Quais São os Sintomas de Cardiotoxicidade?
Os sintomas relacionados à cardiotoxicidade dependem de como o coração é afetado. Eles podem incluir:
- Dor no peito;
- Palpitações do coração;
- Falta de ar (dispneia);
- Inchaço e retenção de líquidos nas pernas;
- Tontura;
- Distensão Abdominal.
Vale considerar aqui que muitos destes sintomas são comuns em um paciente em tratamento para câncer independentemente da cardiotoxicidade.
Classificação da Cardiotoxicidade
A cardiotoxicidade oncológica pode ser classifica nos Tipo 1 e Tipo 2, conforme mostrado na tabela abaixo.
| Classificação da cardiotoxicidade oncológica | ||
| Característica | Tipo I (clássica) | Tipo II (não clássica) |
| Exemplos de fármacos | Doxorrubicina, Daunorrubicina (antraciclinas) | Trastuzumab (anti-HER2) |
| Mecanismo de lesão | Dano direto ao miócito (estresse oxidativo, apoptose, necrose) | Disfunção celular sem morte significativa de miócitos |
| Tipo de toxicidade cardíaca | Miocardiopatia dilatada progressiva → insuficiência cardíaca | Disfunção ventricular esquerda (geralmente assintomática inicialmente) |
| Relação com a dose cumulativa | Sim (forte relação) | Não (independente da dose) |
| Início da toxicidade | Pode ser agudo, precoce ou tardio (anos depois) | Geralmente durante o tratamento |
| Reversibilidade | Geralmente irreversível | Frequentemente reversível |
| Alterações histológicas | Presença de necrose e perda de miócitos | Sem alterações estruturais permanentes significativas |
| Recorrência após reexposição | Alto risco de piora progressiva | Pode ser possível reintroduzir com cautela |
| Dependência de fatores de risco prévios | Muito relevante (idade, cardiopatia, dose) | Menos dependente, mas ainda relevante |
| Conduta frente à disfunção cardíaca | Geralmente suspensão definitiva | Pode permitir suspensão temporária e reintrodução |
Como a Cardiotoxicidade é Diagnosticada?
Pacientes com programação de realizar tratamentos com risco de cardiotoxicidade devem ser cuidadosamente monitorados antes, durante e após o tratamento oncológico.
Além da avaliação clínica, os principais métodos de rastreio incluem o ecocardiograma e a dosagem de biomarcadores cardíacos, como a Troponina, que podem indicar lesão miocárdica precoce.
O tratamento oncológico pode em alguns casos precisar ser ajustado a depender do resultado desses exames.
É Possível Prevenir a Cardiotoxicidade?
O monitoramento da função hepática e cardíaca é fundamental especialmente quando se aproxima das doses cardiotóxicas.
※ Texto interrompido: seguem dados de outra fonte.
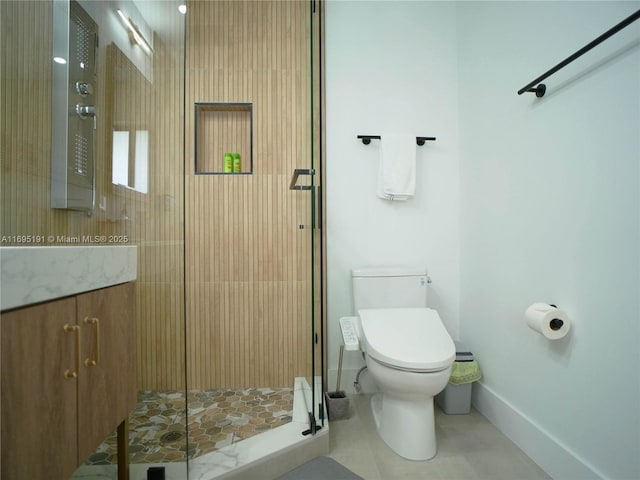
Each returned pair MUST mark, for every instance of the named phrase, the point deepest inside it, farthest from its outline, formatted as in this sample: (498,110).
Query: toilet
(408,352)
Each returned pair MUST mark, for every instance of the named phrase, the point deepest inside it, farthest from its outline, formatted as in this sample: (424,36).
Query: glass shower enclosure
(200,144)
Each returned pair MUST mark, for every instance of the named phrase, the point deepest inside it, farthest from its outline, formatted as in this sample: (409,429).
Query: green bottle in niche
(237,163)
(228,163)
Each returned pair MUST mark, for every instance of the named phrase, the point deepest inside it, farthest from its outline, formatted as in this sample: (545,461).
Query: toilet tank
(389,287)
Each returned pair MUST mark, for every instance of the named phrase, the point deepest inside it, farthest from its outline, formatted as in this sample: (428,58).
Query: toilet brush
(337,402)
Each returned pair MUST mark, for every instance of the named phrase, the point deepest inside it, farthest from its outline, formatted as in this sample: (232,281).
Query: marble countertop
(36,274)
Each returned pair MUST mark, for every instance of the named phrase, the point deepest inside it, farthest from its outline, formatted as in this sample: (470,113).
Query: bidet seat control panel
(349,329)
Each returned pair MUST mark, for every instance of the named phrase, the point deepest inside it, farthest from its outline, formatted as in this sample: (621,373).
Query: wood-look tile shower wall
(248,291)
(152,221)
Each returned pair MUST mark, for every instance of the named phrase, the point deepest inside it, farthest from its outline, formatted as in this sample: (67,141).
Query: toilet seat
(411,339)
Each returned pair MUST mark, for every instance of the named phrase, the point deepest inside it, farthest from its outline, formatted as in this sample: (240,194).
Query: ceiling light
(135,33)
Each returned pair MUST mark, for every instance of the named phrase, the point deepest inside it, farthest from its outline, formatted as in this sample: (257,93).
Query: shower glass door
(251,262)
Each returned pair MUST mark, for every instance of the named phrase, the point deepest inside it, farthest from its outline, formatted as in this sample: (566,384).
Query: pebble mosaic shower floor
(216,418)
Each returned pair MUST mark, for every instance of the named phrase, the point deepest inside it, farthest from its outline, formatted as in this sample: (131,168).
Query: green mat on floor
(321,468)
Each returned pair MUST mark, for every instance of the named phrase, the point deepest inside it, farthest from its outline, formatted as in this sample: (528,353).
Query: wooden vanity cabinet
(68,380)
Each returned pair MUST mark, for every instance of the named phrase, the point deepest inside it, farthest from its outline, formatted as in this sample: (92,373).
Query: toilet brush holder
(337,402)
(337,405)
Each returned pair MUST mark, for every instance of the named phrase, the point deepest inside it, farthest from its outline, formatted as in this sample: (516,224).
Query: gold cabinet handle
(96,341)
(69,328)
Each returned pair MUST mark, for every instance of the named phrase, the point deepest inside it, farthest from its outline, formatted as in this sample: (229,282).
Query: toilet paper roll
(548,320)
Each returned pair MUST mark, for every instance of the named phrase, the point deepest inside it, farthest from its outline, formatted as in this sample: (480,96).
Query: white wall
(390,67)
(550,212)
(546,192)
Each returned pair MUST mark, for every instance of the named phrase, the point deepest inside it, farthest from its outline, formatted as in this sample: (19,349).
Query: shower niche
(223,138)
(74,115)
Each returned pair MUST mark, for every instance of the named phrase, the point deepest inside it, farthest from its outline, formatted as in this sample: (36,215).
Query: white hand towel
(397,173)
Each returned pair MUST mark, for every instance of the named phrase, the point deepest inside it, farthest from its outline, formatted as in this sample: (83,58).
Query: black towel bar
(366,139)
(539,88)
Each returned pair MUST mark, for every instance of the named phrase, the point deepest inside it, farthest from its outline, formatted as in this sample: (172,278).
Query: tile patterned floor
(216,418)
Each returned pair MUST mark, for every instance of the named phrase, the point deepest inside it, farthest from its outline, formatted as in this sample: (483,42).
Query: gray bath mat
(321,468)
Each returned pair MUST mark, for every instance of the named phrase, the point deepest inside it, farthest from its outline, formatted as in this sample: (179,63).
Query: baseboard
(555,458)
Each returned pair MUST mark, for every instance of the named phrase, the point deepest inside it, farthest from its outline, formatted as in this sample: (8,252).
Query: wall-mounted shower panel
(75,43)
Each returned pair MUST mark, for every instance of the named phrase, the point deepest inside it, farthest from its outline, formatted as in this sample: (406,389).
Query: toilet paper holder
(548,320)
(556,323)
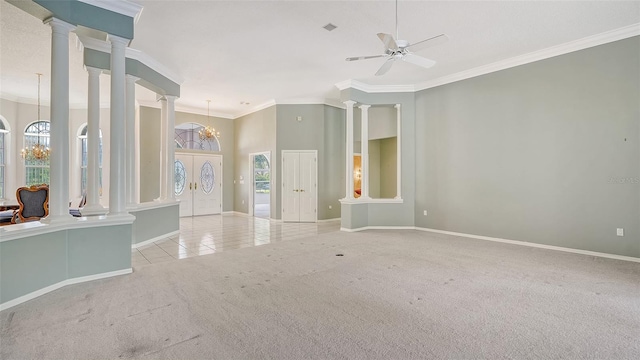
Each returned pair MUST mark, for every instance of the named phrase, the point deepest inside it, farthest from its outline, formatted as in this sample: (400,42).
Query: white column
(93,144)
(59,130)
(164,119)
(349,174)
(170,148)
(364,157)
(117,169)
(399,151)
(130,149)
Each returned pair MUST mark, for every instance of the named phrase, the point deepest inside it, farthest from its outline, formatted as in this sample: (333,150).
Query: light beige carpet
(393,295)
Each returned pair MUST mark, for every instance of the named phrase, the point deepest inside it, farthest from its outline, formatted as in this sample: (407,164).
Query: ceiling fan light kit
(397,49)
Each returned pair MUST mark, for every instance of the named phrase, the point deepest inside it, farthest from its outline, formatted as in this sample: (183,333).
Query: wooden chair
(33,202)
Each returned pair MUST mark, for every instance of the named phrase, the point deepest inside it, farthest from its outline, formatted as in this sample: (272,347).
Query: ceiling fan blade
(385,67)
(421,45)
(418,60)
(364,57)
(388,41)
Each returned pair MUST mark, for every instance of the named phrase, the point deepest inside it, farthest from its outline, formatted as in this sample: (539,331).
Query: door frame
(315,152)
(252,187)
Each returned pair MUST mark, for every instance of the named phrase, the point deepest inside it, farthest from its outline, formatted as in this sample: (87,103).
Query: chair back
(33,201)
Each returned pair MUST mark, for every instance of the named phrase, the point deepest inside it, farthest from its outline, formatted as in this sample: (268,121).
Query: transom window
(186,137)
(36,170)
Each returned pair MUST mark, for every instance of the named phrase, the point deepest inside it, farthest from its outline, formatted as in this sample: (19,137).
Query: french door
(299,185)
(198,184)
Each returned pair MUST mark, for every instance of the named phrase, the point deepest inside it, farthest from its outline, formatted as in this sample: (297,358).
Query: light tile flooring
(203,235)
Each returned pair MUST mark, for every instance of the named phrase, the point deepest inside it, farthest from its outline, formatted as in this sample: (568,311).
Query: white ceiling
(256,51)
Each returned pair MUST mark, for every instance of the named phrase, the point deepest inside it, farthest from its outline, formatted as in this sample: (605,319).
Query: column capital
(130,78)
(117,40)
(59,26)
(93,71)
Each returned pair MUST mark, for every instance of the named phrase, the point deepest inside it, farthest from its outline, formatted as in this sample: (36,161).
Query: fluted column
(130,148)
(349,174)
(399,151)
(117,172)
(170,148)
(164,120)
(59,130)
(93,144)
(364,163)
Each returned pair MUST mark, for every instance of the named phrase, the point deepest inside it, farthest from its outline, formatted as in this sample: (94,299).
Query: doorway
(261,184)
(198,184)
(299,185)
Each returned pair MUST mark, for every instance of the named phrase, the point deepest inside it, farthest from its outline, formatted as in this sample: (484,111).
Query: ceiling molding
(358,85)
(576,45)
(123,7)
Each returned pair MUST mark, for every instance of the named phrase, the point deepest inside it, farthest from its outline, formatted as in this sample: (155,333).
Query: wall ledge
(50,288)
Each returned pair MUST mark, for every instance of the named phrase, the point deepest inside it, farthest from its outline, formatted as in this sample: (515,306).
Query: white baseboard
(50,288)
(152,240)
(536,245)
(379,228)
(329,220)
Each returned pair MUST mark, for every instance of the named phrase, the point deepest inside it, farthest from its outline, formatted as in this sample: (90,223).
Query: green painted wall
(546,152)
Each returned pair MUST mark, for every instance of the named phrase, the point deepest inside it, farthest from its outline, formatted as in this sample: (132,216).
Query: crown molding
(572,46)
(358,85)
(123,7)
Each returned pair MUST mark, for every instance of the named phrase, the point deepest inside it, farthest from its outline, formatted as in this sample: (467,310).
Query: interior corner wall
(253,133)
(321,129)
(226,128)
(545,152)
(150,120)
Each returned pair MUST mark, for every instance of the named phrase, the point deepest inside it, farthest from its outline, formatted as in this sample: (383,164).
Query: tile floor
(202,235)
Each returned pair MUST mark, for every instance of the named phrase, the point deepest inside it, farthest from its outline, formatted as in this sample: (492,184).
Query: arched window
(187,137)
(3,130)
(83,159)
(36,135)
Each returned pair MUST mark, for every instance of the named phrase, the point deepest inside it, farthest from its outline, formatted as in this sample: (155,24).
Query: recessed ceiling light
(329,27)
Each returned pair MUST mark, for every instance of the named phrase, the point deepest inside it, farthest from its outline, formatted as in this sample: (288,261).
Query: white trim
(33,228)
(330,220)
(561,49)
(370,201)
(122,7)
(154,239)
(63,283)
(536,245)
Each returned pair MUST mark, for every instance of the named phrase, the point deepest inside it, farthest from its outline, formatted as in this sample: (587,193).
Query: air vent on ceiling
(329,27)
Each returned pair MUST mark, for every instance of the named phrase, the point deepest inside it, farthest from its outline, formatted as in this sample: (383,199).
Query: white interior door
(207,192)
(299,195)
(184,183)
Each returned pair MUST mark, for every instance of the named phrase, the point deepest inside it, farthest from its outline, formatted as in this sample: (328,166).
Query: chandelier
(208,132)
(37,151)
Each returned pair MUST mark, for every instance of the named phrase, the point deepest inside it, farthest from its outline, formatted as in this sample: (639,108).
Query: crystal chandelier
(208,132)
(37,151)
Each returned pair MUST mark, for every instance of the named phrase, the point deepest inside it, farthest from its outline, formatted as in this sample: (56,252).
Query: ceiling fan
(400,50)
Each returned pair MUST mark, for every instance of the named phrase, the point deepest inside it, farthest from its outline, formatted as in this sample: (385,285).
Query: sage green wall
(321,127)
(388,168)
(149,153)
(545,152)
(253,133)
(226,128)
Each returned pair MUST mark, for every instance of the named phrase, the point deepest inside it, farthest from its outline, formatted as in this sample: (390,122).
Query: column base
(93,210)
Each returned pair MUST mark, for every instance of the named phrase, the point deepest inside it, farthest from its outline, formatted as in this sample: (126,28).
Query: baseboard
(152,240)
(378,228)
(329,220)
(50,288)
(536,245)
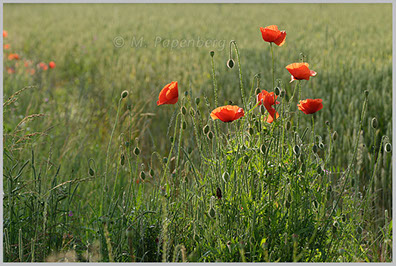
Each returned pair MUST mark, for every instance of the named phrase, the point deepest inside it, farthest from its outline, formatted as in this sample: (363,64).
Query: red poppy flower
(300,71)
(310,106)
(272,34)
(13,57)
(43,66)
(268,99)
(227,113)
(169,94)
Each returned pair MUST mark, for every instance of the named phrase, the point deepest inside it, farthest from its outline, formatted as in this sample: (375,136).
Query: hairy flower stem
(107,155)
(240,74)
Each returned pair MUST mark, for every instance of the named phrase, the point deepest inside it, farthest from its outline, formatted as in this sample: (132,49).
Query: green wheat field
(95,171)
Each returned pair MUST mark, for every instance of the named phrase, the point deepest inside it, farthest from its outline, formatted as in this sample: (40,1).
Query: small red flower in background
(268,99)
(169,94)
(43,66)
(227,113)
(13,57)
(300,71)
(272,34)
(310,106)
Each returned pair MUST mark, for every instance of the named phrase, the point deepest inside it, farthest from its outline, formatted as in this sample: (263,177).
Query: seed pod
(230,63)
(388,147)
(218,193)
(225,176)
(262,149)
(206,129)
(277,91)
(374,123)
(142,175)
(91,171)
(288,125)
(210,135)
(296,150)
(183,110)
(314,148)
(335,135)
(124,94)
(122,160)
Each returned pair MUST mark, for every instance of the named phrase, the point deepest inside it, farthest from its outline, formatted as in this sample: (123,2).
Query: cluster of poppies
(299,71)
(27,63)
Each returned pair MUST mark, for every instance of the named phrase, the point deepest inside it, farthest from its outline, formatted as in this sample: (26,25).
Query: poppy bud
(122,160)
(296,150)
(206,129)
(183,110)
(262,149)
(91,171)
(288,125)
(210,135)
(321,145)
(142,175)
(230,63)
(277,91)
(374,123)
(225,176)
(335,135)
(124,94)
(388,147)
(315,148)
(218,193)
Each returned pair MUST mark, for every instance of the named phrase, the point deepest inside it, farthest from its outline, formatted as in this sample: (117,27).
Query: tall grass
(92,176)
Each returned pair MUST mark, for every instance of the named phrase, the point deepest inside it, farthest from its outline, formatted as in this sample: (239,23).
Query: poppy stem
(240,74)
(273,66)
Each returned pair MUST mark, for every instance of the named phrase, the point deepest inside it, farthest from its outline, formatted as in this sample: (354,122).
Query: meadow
(94,170)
O esquema de tratamento pode ter que ser ajustado em alguns casos.
Além disso, o uso de cardioprotetores, como o Dexrazoxano, poderá ser considerado em alguns pacientes.
Tratamento da Cardiotoxicidade oncológica
O tratamento da cardiotoxicidade oncológica pode envolver:
- Ajuste da Terapia Oncológica: Se a disfunção ventricular for detectada, a interrupção temporária ou redução de doses de agentes como as antraciclinas ou trastuzumabe é a primeira medida a ser considerada, sempre que possível.
- Cardioproteção farmacológica: feito por meio do Dexrazoxano, um agente cardioprotetor aprovado para reduzir a cardiotoxicidade induzida por antraciclinas.
- Tratamento da disfunção cardíaca específica: pode envolver, por exemplo, medicamentos antiarrítmicos ou medicamentos para insuficiência cardíaca.
A Cardiotoxicidade Pode ser Revertida?
A cardiotoxicidade pode ser reversível, a depender de qual a causa e o tipo de acometimento.
A cardiotoxicidade que surge em decorrência do uso de trastuzumabe pode ser reversível. Por outro lado, o dano cardíaco associado ao uso de antraciclinas muitas vezes não é reversível e requer tratamento de longo prazo.
A cardiotoxicidade relacionada à radiação torácica também é muito difícil de ser revertida e pode exigir tratamento a longo prazo.